15th Amendment Passed

15th Amendment Passed

Despite the fact that the 14th Amendment indirectly provided the vote to Afro-Americans, many Southern states continued to find ways not to permit Blacks to vote. Therefore, on the 15th of February, Congress passed the 15th Amendment which made this right explicit. Congress did not, however, include the right for women to vote in this amendment.

The 13th amendment had freed the slaves but did not guarantee them the right to vote. The 14th amendment granted full citizenship but that still did not guarantee the former slaves the ability to vote. Left to their own devices southern states were not going to welcome recently freed slaves as voters. This also created an interesting dilemmas . Under the Constitution slaves had been countered as 3/5 of person, with the slaves freed Southern states in theory gained additional representation. The Republican in Congress wanted to make sure that Republicans were elected in the States and one way to do that was to make sure African Americans voted.

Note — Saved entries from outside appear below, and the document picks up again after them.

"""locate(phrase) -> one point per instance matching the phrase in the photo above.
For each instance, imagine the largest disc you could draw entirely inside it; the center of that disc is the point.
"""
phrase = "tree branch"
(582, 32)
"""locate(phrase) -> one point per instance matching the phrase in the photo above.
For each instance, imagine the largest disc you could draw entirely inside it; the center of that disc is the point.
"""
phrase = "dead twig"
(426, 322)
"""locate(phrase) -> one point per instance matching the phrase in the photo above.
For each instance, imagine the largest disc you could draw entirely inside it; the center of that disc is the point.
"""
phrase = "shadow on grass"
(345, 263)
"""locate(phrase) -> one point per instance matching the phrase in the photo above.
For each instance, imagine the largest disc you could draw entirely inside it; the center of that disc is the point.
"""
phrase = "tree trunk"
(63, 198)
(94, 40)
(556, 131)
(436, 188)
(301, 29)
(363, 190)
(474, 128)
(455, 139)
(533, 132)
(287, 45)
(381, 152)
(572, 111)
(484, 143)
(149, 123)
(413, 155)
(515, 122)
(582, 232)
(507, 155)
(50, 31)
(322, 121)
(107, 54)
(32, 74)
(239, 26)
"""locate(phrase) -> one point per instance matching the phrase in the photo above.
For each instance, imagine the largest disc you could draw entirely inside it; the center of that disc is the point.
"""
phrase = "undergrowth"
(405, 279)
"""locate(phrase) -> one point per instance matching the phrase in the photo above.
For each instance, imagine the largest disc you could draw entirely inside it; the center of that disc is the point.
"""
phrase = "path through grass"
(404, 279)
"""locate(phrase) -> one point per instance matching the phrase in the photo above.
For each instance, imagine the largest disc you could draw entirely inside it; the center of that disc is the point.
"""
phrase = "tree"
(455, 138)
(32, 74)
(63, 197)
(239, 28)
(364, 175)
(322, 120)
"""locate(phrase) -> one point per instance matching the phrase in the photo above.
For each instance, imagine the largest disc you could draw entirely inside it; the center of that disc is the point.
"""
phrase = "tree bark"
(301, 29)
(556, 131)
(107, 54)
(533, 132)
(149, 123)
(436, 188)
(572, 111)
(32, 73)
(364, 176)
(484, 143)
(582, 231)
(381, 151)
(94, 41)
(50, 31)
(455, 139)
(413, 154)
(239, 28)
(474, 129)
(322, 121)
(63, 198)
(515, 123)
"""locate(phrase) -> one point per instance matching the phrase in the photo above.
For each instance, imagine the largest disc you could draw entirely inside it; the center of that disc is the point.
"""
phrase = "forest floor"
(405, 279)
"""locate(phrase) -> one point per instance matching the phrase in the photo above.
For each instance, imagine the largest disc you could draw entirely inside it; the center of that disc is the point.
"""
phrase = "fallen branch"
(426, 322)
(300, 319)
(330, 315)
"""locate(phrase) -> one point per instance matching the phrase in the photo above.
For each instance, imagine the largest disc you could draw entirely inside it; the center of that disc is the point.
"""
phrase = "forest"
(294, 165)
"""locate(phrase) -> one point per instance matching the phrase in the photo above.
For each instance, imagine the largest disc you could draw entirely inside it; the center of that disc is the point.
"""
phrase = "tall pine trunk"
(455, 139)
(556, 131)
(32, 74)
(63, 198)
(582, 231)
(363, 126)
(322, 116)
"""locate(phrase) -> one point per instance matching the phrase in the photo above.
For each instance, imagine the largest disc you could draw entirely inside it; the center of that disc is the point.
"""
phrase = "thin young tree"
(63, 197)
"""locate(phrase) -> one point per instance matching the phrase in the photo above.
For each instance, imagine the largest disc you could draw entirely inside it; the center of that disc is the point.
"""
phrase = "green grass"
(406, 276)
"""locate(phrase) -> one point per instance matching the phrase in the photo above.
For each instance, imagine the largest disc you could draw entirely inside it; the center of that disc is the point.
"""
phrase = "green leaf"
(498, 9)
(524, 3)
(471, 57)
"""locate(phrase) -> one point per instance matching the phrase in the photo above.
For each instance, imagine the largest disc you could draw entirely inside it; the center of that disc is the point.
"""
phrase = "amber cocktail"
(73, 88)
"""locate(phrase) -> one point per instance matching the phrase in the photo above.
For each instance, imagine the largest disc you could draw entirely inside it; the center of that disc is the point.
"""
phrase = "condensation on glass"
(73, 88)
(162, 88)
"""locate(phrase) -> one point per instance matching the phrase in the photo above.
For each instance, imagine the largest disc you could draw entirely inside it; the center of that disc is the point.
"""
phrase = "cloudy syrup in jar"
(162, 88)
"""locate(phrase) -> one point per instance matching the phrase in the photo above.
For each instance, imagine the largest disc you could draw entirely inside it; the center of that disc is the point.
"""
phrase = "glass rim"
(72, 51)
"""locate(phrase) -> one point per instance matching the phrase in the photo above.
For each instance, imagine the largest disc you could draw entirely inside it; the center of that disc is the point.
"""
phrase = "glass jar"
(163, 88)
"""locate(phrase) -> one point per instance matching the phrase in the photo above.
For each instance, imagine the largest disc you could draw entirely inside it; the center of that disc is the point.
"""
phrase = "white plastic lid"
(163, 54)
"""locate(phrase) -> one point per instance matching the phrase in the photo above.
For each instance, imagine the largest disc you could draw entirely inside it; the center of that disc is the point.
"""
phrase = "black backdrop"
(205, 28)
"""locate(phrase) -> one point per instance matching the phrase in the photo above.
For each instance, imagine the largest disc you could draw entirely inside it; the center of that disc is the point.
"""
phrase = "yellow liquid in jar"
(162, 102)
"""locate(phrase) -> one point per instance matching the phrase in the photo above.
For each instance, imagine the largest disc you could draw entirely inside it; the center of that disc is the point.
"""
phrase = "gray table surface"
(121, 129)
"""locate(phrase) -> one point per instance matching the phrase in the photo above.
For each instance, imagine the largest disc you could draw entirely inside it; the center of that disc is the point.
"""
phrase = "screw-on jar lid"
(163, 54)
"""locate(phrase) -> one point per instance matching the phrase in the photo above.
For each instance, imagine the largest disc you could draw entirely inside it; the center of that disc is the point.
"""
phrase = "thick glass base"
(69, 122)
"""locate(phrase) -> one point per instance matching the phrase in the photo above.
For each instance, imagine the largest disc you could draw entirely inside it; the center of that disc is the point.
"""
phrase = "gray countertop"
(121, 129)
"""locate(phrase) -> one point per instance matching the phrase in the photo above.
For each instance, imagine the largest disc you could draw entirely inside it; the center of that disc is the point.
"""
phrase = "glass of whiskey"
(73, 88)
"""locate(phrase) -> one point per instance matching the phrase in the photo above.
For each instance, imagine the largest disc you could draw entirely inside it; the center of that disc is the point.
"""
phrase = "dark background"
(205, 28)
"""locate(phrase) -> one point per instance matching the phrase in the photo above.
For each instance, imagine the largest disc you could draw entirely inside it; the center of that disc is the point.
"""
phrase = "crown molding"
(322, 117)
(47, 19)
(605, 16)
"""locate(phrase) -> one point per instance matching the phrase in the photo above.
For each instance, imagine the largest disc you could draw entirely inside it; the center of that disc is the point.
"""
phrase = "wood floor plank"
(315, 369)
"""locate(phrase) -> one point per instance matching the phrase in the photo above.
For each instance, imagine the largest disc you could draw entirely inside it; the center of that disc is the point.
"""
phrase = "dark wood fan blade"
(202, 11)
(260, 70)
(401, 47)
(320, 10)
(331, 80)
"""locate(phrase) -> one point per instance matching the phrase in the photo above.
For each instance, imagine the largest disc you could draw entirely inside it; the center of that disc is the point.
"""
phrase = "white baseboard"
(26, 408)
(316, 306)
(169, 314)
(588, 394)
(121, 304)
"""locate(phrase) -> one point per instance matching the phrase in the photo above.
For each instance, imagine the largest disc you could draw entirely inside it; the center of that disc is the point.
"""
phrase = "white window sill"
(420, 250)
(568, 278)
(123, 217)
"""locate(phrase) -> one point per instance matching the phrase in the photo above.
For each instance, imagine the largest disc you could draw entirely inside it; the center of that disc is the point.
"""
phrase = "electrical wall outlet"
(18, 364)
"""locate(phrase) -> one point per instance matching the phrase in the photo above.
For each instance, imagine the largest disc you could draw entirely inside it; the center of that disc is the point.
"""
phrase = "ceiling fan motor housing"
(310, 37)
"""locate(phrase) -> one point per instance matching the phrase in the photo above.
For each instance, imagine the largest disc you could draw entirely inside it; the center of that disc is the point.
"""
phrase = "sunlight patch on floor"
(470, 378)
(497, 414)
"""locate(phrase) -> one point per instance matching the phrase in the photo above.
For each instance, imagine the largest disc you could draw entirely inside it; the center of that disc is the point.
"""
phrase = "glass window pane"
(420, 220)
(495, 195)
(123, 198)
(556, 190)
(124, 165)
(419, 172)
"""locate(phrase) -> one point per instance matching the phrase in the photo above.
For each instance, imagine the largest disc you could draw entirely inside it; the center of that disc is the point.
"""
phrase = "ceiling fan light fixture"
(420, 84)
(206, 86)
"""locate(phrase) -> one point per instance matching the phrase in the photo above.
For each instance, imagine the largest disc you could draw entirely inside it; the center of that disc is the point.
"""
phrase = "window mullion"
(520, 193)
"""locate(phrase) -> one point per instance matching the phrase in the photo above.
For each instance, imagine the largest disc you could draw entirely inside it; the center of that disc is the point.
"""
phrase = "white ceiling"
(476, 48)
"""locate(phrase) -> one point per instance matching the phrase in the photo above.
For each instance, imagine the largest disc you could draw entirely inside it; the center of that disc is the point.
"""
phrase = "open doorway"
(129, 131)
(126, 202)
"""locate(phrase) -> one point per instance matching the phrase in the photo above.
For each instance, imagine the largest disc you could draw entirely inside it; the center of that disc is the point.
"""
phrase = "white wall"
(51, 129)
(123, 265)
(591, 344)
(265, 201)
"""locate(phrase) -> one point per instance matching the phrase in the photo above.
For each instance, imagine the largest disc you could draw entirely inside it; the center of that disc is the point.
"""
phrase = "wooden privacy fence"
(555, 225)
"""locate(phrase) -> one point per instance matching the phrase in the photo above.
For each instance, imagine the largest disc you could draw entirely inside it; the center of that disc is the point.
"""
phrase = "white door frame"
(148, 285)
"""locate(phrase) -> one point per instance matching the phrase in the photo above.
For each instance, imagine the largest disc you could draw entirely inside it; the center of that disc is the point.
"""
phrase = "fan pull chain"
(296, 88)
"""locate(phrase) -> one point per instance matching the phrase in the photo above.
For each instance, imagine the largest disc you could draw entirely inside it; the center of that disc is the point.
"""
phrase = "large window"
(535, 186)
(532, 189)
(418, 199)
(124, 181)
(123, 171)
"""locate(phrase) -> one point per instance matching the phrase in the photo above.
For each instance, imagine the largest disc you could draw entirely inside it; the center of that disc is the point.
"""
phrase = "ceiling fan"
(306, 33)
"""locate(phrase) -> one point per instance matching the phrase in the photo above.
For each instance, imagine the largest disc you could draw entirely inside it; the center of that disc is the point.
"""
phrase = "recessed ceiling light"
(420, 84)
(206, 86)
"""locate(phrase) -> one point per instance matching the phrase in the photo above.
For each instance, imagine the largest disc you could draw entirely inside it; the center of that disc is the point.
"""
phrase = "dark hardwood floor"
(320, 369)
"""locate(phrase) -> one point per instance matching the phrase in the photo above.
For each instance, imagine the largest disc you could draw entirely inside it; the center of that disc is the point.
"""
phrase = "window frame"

The Congress debated the act at length, with advocates of Woman’s suffrage wanting to add the rights of women to the amendment. In the end Congress decided not to include women in the amendment- a decision that split the woman’s rights movement. The final amendment was passed by the House of Representatives on February 25, 1869 and by the Senate the day later.

To make that happen the Congress passed the 15th amendment that state:
Section 1. The right of citizens of the United States to vote shall not be denied or abridged by the United States or by any State on account of race, color, or previous condition of servitude.

Section 2. The Congress shall have power to enforce this article by appropriate legislation.

The first state to ratify the amendment was Nevada on March 1, 1869, it became part of the constitution when Iowa ratified it on February 3, 1870.